Rocky Boy Tribe of Chippewa Indians of Montana
English River First Nation
This band of Ojibway Indians live in far western northwestern Ontario, adjacent to Albany River. Their a community of the Ojibway's Treaty 1 Reserve. According to 2016's census, on-Reserve population of English River or Asubpeeschoseewagong, is 638. They have 223 total housing units with 198 lived in year round. Average household size is 3.3 persons per household. Only about 55 continue to speak Ojibway as the main language at home. Their tribal history involves chief Yellowquill. Most people who know about chief Yellowquill, think he originally lived at the Swan Lake Reserve in extreme southern Manitoba. That's incorrect. It's known that chief Yellowquill's sub-chiefs were from northwestern Ontario. That means chief Yellowquill was also possibly from northwestern Ontario. Their community is known as English River. It also goes by the name Asubpeeschowagong. They spell it like this in Ojibway: Asabiinyashkosiwagong. They did not sign Treaty 3. They are signatories to Treaty 1 under chief Yellowquill who the whites disliked. All numbered treaties after Treaty 1, are adhesions to Treaty 1. Though Albany River no longer extends all the way to Lake Winnipeg, it used to. At this coordination "51°6'3.27"N 92° 2'41.81"W" Albany River had no obstacles in old times. Today is does. Back in the old days, Ojibway People considered Albany River to flow from James Bay to Lake Winnipeg. Wabaseemoong or White Dog, may have been where chief Yellowquill was from. The Whitedog community is located along an arm of Swan Lake. It's not located along Whitedog Lakes shores. This location was vital to the Ojibway Military during the wars against the English and their Eskimo allies. Adjacent to Albany River and close to Lake Winnipeg, it allowed Ojibway Soldiers to guard Lake Winnipeg and Albany River.

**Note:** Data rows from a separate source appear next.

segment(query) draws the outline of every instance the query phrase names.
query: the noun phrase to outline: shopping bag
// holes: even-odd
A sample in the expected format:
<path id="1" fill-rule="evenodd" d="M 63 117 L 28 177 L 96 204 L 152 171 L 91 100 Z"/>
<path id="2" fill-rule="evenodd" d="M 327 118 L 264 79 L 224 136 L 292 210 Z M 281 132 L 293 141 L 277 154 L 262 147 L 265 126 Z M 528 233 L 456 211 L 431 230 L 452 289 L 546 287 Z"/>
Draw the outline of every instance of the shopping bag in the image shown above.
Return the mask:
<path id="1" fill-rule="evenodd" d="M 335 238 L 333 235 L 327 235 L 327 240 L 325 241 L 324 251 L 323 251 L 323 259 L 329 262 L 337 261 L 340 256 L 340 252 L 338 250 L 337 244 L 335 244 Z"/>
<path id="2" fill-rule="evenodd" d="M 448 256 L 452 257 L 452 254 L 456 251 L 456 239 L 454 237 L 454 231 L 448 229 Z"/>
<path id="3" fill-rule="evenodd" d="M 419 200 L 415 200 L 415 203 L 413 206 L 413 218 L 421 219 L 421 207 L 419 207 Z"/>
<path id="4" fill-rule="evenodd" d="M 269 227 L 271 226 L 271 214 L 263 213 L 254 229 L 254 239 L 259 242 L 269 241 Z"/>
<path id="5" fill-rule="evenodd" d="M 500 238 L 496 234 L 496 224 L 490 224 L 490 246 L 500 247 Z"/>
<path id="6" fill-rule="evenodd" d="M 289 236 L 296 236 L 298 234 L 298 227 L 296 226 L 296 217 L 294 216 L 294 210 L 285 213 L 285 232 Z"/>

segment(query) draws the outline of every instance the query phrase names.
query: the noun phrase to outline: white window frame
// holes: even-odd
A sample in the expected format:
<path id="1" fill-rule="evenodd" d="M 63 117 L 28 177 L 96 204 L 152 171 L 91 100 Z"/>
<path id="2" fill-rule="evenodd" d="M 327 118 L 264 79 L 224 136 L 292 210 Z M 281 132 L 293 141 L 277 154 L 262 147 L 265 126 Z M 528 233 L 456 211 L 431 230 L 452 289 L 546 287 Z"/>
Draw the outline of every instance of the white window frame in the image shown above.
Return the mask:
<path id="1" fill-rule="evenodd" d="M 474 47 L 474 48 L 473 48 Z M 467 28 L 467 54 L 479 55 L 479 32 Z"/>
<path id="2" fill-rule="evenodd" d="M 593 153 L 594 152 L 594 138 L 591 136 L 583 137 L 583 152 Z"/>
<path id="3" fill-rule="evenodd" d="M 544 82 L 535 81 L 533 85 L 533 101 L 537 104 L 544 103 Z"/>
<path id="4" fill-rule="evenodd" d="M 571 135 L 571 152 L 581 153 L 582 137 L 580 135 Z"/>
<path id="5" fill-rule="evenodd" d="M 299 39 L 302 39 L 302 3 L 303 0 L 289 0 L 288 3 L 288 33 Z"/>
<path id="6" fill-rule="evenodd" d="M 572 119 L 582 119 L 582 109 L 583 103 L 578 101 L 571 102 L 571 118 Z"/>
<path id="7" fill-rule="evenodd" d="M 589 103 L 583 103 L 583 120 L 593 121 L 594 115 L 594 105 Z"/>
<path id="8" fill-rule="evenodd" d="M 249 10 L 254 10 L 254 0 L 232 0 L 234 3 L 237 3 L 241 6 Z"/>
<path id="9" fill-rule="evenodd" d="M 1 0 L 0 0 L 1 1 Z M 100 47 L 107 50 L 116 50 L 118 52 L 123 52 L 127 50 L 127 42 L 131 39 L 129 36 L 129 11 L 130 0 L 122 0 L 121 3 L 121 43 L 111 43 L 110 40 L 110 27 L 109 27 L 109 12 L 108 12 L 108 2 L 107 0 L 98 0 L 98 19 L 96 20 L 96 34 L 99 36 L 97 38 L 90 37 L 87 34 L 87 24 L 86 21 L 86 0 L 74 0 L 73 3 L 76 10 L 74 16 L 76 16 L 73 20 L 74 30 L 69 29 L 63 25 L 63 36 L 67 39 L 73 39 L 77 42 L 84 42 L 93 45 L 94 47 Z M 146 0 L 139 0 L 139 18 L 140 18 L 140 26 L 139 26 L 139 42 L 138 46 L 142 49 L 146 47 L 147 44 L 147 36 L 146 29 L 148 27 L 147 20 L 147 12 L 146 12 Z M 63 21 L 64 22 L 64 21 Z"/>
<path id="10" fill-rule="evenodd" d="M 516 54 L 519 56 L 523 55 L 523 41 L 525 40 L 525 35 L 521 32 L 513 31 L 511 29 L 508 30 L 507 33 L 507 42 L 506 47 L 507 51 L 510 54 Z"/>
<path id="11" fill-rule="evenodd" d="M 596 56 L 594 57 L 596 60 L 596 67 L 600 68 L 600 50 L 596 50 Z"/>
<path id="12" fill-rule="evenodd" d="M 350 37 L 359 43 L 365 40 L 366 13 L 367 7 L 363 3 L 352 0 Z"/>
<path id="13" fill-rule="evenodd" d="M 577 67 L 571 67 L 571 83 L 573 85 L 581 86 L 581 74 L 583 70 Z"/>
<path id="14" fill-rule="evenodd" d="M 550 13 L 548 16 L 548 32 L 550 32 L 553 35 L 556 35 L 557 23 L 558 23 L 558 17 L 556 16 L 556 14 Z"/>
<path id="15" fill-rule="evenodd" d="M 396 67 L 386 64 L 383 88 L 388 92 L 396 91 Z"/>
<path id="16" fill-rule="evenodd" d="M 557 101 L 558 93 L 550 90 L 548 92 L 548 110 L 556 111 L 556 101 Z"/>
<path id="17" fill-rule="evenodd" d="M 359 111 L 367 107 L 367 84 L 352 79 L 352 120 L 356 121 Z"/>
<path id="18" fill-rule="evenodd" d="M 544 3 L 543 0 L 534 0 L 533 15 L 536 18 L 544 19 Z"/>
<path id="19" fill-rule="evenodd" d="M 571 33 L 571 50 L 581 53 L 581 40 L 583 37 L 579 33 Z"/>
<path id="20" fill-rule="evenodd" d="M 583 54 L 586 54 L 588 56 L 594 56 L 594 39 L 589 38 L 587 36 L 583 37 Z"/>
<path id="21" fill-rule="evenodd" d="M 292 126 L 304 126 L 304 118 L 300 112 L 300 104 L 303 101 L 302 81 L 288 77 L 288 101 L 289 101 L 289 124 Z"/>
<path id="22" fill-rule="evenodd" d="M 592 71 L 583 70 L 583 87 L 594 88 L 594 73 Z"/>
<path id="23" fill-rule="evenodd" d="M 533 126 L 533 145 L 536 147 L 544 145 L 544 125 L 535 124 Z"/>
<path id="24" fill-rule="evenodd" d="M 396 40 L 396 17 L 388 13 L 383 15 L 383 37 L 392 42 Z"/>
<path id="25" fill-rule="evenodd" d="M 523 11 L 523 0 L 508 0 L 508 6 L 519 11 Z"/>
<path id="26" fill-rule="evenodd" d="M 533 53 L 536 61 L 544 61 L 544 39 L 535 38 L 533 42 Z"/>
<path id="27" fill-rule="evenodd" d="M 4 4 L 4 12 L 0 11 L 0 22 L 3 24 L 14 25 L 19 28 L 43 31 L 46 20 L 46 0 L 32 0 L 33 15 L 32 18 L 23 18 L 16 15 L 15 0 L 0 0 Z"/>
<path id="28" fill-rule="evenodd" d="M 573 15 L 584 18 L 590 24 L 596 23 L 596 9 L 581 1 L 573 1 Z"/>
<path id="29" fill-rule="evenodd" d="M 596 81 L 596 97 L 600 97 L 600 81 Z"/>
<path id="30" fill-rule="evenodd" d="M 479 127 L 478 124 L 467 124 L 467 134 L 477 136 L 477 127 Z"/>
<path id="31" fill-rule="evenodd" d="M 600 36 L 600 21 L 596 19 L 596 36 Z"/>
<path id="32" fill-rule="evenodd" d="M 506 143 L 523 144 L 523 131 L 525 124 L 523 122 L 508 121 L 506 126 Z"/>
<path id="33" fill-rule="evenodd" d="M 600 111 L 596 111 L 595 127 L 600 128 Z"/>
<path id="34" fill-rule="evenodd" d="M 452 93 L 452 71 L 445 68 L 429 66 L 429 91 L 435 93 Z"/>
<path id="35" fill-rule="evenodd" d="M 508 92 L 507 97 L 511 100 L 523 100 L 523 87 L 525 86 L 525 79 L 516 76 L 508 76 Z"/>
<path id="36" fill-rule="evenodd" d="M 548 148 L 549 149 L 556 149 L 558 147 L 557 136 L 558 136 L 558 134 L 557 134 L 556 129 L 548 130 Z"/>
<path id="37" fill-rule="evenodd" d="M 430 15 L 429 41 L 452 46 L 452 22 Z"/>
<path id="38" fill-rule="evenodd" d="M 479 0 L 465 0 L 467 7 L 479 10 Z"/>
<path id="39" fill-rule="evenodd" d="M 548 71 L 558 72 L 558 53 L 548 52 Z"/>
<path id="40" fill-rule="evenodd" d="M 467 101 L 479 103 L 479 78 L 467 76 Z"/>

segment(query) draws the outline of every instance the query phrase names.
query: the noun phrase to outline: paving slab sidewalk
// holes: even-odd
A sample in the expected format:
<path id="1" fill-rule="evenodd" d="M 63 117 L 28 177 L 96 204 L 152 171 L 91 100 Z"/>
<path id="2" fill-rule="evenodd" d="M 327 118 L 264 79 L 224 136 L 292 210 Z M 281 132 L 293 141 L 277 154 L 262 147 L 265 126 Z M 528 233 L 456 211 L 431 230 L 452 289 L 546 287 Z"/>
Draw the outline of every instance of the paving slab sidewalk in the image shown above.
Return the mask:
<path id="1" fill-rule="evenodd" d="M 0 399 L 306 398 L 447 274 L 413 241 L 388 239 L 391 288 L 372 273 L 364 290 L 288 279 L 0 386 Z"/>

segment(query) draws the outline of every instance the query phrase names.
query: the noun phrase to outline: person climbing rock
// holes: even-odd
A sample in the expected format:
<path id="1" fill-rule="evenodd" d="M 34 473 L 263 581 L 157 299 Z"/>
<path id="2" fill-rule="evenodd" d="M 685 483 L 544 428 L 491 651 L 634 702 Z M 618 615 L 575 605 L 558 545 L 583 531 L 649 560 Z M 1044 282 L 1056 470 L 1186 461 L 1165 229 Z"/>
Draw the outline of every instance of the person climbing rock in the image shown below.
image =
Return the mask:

Albany River is the southern boundary of the Northern Ojibway's. Hayes River at these coordinations "57°2'30.29"N 92°11'42.98"W" and "53°42'44.38"N 97°52'2.87"W" is the Northern boundary of the Northern Ojibways. That was understood by Ojibway leaders and white leaders in the 19th century. Chief Yellowquill was possibly the highest ranking Ojibway leader from James Bay to the Quill Lakes in Saskatchewan. He sent Ojibway Soldiers to Portage La Prairie, Manitoba in 1868-1869 to prevent Eskimos, mixed bloods and whites from expanding west until a treaty that was acceptable to the Ojibway Nation, was signed between the Ojibway Nation and Canada. Treaty 1 was signed on August 3, 1871 which ceded southern Manitoba to Canada and liberated Red River Colony from Ojibway rule. Chief Yellow Quill was the principle Ojibway leader. It's obvious because it's written in the August 3, 1871 Treaty, that all chiefs who signed the treaty received a buggy except chief Yellow Quill, and for the braves and councillors of each chief except chief Yellow Quill, a buggy was received. That's the white side of Treaty 1. Ojibway leaders knew exactly what the agreements were except those who were bought. Albany River was the southern boundary. Swan Lake in northwestern Ontario was the focal point of the agreements. It extends 12.5 miles or 20.1 kilometers, north to Albany River. Then there's the other Swan Lake in Manitoba which is 290 miles or 466.7 kilometers northwest of White Dog or Wabassim. Chief Yellow Quill was in charge of that location as well. In fact, all land north of Saskatchewan River, from York Factory at Hudson Bay to the Alberta/Saskatchewan border, was set aside for chief Yellow Quill's subjects. Correct name of this Ojibway Treaty 1 community is Asubpeeschoseewagong. However, it's of recent use. English River 21 Reserve is yet used quite frequently and is how you would find this easier online. Their community is located along the shores of Grassy Narrows Lake which is a rather small lake.